Zübeyir Ağabeyden birkaç hatıra anlatır mısınız?
Birgün Üstad Bediüzzaman Hazretlerini ziyaretimde Üstad bana, ”Sen annene, babana, Zübeyir de bana hizmet edecek. Zübeyir’in Nurlara hizmetinde senin de hissen var” demişti.
Yine birgün rahmetli Zübeyir Abi, Ermenek’e bir vesile ile gelmişti. Benim de o günlerde düğünüm vardı. Zübeyir Abi bana “Git bana bilet al gideceğim” dedi. Ben “Abi bir-iki gün daha kal, düğünümü yapalım öyle git” dedim. Bana, ”Gardaşım biz başıboş değiliz, benim gitmem lâzım” demiş ve bilet almamda ısrar etmişti. Ben “Bilet yok” dediğimde bana, “Gardaşım bilet yoksa biz yürüyerek de gideriz“ demişti. Böylesine davasına ve Üstadına sadık ve bağlıydı.

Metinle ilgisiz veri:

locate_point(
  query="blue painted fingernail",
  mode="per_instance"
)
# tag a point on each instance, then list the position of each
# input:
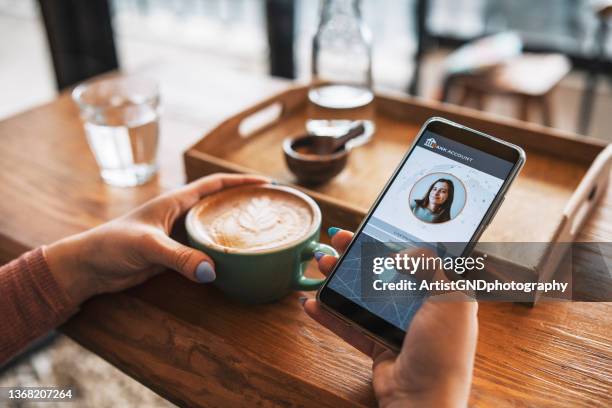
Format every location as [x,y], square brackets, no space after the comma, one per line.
[205,273]
[332,231]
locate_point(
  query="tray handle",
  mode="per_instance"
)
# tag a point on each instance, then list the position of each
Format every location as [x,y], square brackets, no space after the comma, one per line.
[591,188]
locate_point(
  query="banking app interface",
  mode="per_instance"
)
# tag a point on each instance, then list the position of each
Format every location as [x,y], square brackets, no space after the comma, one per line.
[440,194]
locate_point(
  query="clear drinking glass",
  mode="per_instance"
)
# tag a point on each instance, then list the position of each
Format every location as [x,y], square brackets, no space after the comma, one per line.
[341,57]
[121,119]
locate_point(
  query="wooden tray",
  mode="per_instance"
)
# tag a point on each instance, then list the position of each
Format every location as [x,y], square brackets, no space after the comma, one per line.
[564,176]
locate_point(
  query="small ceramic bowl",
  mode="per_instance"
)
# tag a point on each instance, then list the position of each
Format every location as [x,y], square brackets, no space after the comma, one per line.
[311,168]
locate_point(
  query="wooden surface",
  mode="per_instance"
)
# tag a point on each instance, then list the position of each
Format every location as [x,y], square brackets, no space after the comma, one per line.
[194,347]
[548,172]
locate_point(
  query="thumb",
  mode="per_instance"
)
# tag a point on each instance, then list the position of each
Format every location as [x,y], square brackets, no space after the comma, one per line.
[191,263]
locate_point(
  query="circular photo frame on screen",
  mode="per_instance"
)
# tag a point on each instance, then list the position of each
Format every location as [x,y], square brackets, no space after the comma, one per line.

Üstad Afyon Hapishanesi’ne götürülürken jandarmalar iki tarafa dizilmiş vaziyette bir koridor oluşturmuşlardı. Üstad Hazretleri o koridordan ilerlerken Zübeyir Abi bana, ”Gardaşım dayaktan korkmayacaksın, Üstadın elini öpeceksin“ demişti. Üstad çıkarken koridoru yarıp Üstadın eline atılıp öptüm. O gün kaç dipçik darbesi yediğimi hatırlamıyorum.
Son olarak Yeni Asya ve hizmetleri için söylemek istediğiniz bir şey var mı?
Zübeyir Abimin kurulmasında büyük emeği olan ve hizmetimizin naşir-i efkarı olan Yeni Asya gazetesini yaptığı hizmetlerden dolayı tebrik ediyoruz. Risale-i Nur’un öncü kuvveti ve topluma mal edilmesi için büyük gayretleri olan Yeni Asya’nın muvaffakiyetlerini Cenab-ı Hak’tan niyaz ediyoruz.
Cenab-ı Erhamürrahim’den bütün Esma-i Hüsnasını şefaatçı yapıp niyaz ediyoruz ki: “Cenab-ı Hak bizleri ve sizleri İhlas-ı tamme muvaffak eylesin… Amin."